Read: December 2022

Collection of short sci-fi stories.

The merchant and the alchemist’s gate

Time travelling story in a 1001 night Arabian setting.

This was my favourite of the short stories in this book. It’s for a sci-fi story unusual setting, together with the archaic writing style make it very interesting and not just another time-travelling story. The concept is also surprising.

As the author writes in the end notes: “Back in the 1990s the physicist Kip Thorne was on a book tour, and I heard him give a talk in which he described how you could - in theory - create a time machine that obeyed Einstein’s theory of relativity. I found it absolutely fascinating. Movies and television have encouraged us to think of time machines as vehicles you ride in, or else some kind of teleporter that beams you to different era. But what Thorne described was more like a pair of doors, where anything that goes in or comes out of one door will come out or go into the other door a fixed period of time later. Several questions raised by vehicular or transporter-style time machines - what about the movement of the Earth, why haven’t we seen visitors from the future yet - were answered by this type of time machine. Even more interesting was the fact that Thorne had performed some mathematical analysis indicating that you couldn’t change the past with this time machine, and that only a single, self-consistent timeline was possible.”

Exhalation

An individual trying to figure out how their mind works and realises that everyone is a machine whose memories are dependent on air flow and entropy.

From the author’s end notes: “(Inspiration for this story came from) the chapter in Roger Penrose’s book The Emporer’s New Mind in which he discusses entropy. He points out that therer’s a sense in which it’s incorrect to say we eat food because we need the energy it contains. The conservation of energy means that it is neither created nor destroyed; we are radiating energy constantly, at pretty much the same rate that we absorb it. The difference is that the heat energy we radiate is a high-entropy form of energy, meaning it’s disordered. The chemical energy we absorb is a low-entropy form of energy, meaning it’s ordered. In effect, we are consuming order and generating disorder; we live by increasing the disorder of the universe. It’s only because the universe started in a highly ordered state that we are able to exist at all.” Quotes

What’s expected of us

A simple machine shows people that free will doesn’t exist, and a warning from the future to never use it.

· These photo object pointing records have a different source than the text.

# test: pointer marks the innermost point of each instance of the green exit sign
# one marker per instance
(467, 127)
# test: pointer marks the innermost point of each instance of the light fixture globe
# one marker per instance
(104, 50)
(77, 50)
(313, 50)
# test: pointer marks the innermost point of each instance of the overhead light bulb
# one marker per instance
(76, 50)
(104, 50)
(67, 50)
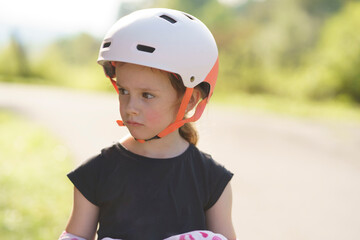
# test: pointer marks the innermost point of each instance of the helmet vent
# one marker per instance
(145, 48)
(106, 45)
(169, 19)
(189, 16)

The lifecycle of software objects

More a novella than a short story, since it’s quite lengthy.

In the near future, pet avatars are developed to work in virtual reality. Over time they get more and more developed, gain new experiences and abilities and resemble children growing up. How far would owners of these pets go to protect them?

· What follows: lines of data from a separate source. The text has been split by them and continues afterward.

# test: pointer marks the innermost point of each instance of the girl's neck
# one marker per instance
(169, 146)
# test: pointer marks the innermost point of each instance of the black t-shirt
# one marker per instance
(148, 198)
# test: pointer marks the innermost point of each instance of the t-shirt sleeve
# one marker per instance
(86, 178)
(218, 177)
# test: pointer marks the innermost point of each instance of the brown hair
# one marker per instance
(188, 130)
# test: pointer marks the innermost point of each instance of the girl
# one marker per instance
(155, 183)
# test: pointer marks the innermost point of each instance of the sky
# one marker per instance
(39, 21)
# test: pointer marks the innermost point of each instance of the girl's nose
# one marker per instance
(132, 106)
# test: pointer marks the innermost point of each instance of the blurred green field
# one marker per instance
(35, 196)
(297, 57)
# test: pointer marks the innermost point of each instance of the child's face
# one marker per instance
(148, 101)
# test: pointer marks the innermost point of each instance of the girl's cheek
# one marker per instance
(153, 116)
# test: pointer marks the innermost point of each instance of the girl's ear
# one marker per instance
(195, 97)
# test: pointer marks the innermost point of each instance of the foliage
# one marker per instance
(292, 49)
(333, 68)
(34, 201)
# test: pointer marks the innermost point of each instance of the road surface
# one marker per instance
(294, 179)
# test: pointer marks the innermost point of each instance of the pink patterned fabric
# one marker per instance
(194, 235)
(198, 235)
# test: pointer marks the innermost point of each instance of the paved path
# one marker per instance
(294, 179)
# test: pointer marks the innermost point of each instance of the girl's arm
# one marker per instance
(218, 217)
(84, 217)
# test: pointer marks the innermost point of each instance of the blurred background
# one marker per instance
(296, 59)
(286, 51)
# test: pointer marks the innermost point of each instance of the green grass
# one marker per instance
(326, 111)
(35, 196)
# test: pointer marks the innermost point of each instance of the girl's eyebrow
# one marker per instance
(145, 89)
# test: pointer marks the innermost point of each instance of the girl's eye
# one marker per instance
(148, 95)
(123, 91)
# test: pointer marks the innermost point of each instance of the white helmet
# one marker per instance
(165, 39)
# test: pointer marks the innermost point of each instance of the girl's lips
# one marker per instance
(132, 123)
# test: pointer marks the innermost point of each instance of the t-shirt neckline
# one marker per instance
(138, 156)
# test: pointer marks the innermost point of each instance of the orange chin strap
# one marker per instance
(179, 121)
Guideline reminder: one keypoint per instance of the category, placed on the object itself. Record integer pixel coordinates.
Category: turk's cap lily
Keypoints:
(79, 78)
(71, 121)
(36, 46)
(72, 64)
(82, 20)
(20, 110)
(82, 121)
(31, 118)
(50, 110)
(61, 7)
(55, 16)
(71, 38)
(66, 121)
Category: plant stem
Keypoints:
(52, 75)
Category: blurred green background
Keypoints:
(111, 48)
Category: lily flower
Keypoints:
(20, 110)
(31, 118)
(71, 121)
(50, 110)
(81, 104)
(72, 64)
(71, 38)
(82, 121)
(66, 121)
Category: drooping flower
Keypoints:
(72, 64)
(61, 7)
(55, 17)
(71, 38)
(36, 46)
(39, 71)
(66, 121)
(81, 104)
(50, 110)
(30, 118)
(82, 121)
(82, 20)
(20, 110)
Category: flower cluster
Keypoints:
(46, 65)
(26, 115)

Dacey’s patent automatic nanny

Feels like an actual historic description of an early 20th century invention of a nanny automaton that enabled removing parental care from child rearing.

The truth of fact, the truth of feeling

Two tales: A near future where everthing we do is recorded and helps (or worsens) arguments about who was right about something in the past.

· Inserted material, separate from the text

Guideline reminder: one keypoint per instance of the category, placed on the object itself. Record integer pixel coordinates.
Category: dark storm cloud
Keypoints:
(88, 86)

A missionary brings reading and writing to isolated tribes in the rain forest. Writing history down instead of letting it be shaped by memories and time changes the way people think and relate to things, even the perception of themselves.

The great silence

Fabel of parrots and how we haven’t learned to listen to them yet, despite living side by side for thousands of years. Instead, we try to reach out far into the universe with telescopes, to find species to communicate with.

Omphalos

Mostly written in an archeologist’s prayer to God. In an alternate reality, the general scientific theory is that the universe was created by God a few thousand years ago. Then evidence is found that the Earth is not at the centre of the universe.

Anxiety is the dizziness of freedom

Quantum mechanical devices let you peek into an alternate timeline and communicate and compare your life to your other selves. Questions about morality, free will and if we should behave in a good way if our alternate selves aren’t either.